Britain’s Financial Conduct Authority (FCA) may well be one of the world’s most highly respected regulatory authorities when it comes to protecting the interests of customers of electronic trading companies, as well as one of the most forward thinking in terms of keeping pace with new developments in the financial sector by way of providing a framework to stimulate innovation in the form of its FinTech sandbox.
More traditional forms of trading involving more traditional asset classes, however, have gone by the wayside slightly over recent times, however, with the means by which company stock is traded having been a silent point for five years.
Insider trading – the practice of trading company stock whilst armed with knowledge from inside the company that other traders are not party to, is illegal in most jurisdictions and often punishable by criminal trial, however in Britain, the FCA has not brought any insider trading cases to court since 2011.
This week, the sleeping giant has woken from its 5 year slumber and has begun an investigation into what it considers to be inside traders targeting new companies that have floated stock on London’s exchanges post IPO.
This investigation was brought about as a result of a sudden spike in the price of shares of newly floated companies just before events such as mergers and acquisitions took place involving companies whose stock was present in this spike.
Whilst very hard to prove, largely due to the common practice of traders seeking to execute deals on stock with regard to which they have inside knowledge asking acquaintances that are outside the firm to conduct the trading based on information passed to them, thus covering their tracks, investigations into sudden patterns such as this can sometimes be fruitful even if very complex.

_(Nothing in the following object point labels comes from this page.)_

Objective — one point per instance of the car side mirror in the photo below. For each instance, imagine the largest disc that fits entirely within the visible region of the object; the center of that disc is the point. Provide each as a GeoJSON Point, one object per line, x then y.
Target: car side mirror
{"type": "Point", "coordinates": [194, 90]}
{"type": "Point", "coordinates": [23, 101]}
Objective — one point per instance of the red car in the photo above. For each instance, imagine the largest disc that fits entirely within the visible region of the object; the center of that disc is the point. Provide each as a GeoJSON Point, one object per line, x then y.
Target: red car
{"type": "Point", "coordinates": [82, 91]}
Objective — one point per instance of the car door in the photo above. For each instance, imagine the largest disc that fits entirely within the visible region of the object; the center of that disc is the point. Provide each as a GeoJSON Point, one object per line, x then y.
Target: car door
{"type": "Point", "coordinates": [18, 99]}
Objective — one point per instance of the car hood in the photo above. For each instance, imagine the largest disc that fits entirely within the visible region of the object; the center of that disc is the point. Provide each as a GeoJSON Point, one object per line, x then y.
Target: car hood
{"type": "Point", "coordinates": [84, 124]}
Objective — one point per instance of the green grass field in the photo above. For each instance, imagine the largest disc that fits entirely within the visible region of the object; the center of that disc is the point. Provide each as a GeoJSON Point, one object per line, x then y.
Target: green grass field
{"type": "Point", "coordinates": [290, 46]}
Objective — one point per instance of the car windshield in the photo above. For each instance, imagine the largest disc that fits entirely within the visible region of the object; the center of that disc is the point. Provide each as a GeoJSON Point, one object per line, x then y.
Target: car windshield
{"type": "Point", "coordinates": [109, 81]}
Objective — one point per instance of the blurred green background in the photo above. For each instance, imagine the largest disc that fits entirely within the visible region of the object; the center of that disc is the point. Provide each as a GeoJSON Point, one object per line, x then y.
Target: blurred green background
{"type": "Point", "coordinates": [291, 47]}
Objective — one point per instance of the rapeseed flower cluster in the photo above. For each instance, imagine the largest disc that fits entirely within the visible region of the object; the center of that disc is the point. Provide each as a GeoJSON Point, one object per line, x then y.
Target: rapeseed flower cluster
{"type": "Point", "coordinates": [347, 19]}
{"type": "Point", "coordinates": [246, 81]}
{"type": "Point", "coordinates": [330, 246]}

Indeed, in some cases, even courts are unable to determine the root cause, resulting in very high costs and long, drawn out trials.
In this particular case, the FCA has noted that companies that were involved in 19% of all mergers and acquisitions have been subject to suspicious buying activity before official announcements were made, which is a 14% increase since 2014.
The FCA maintains that whilst no censuring of insider deals has taken place since 2011, the regulator has been training companies to spot unusual trades and also encourages brokerages to submit suspicious transaction reports when they see signs of market abuse, thus placing the onus on companies in the way that a self-regulatory organization may do.
Britain remains a transparent market, despite its sheer volume and size, and indeed actions such as this by the FCA are vital in order not just to preserve its reputation as a first class regulator, but also to preserve that of London’s prestigious venues.